Saudi Aramco Re-enters Debt Market With Sale of Three Tranches of Dollar Bond

Saudi Aramco Re-enters Debt Market With Sale of Three Tranches of Dollar Bond

– Aramco returns to global debt markets after a three-year hiatus, planning a bond issuance with maturities of 10, 30, and 40 years, aiming for a benchmark-sized offering.

– Investor calls are scheduled ahead of the issuance, though specific details on the volume remain undisclosed, according to documents from participating banks.

– Anticipated to raise a minimum of $3 billion, Aramco’s move aligns with recent regional trends as Gulf corporations capitalize on favorable market conditions, following Saudi Arabia’s earlier $12 billion bond issuance in January.

Saudi Arabia’s state-owned oil behemoth, Aramco, returned to the global debt market following a three-year absence, engaging banks to issue bonds maturing over 10, 30, and 40 years, according to a document from one of the participating banks.

The issuance, expected to be of benchmark size, will be preceded by investor calls scheduled for Tuesday, though specific details on the volume were not disclosed in the document.

Sources familiar with the matter anticipate Aramco to raise a minimum of $3 billion across the three segments. This move comes amidst a flurry of activity among Gulf corporations and governments capitalizing on favorable market conditions. Saudi Arabia, endowed with substantial oil reserves, had earlier issued $12 billion in dollar-denominated bonds in January.

Aramco’s last foray into global debt markets was in 2021, when it raised $6 billion through sukuk, or Islamic bonds. The company indicated in February its intention to pursue bond issuances this year.

In a related development, the Saudi government recently garnered $11.2 billion by selling a 0.64% stake in Aramco. This transaction aims to bolster the nation’s finances and support its diversificatio efforts under “Vision 2030,” a strategic plan aimed at reducing dependency on oil.

Despite a 14% decline in first-quarter profits, Aramco maintained its substantial $31 billion dividend payout. For 2024, the company plans to distribute $124.3 billion in dividends, primarily benefiting the Saudi government.
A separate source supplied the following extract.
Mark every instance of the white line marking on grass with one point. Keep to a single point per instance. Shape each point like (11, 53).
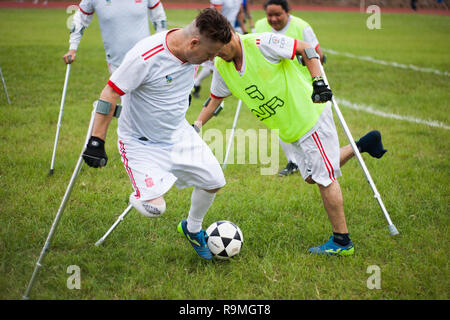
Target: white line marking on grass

A portion of these funds will also contribute to the Public Investment Fund (PIF), Saudi Arabia’s sovereign wealth fund tasked with steering Vision 2030. In a significant move last May, PIF acquired an additional 8% stake in Aramco from the government, thereby doubling its holdings.

Renowned financial institutions such as Citi, Goldman Sachs International, HSBC, JPMorgan Chase, Morgan Stanley, and SNB Capital have been appointed as joint active bookrunners for the bond sale.

Additionally, Abu Dhabi Commercial Bank, BofA Securities, Bank of China, Emirates NBD, First Abu Dhabi Bank, GIB Capital, and Mizuho are among the joint passive bookrunners involved in the transaction.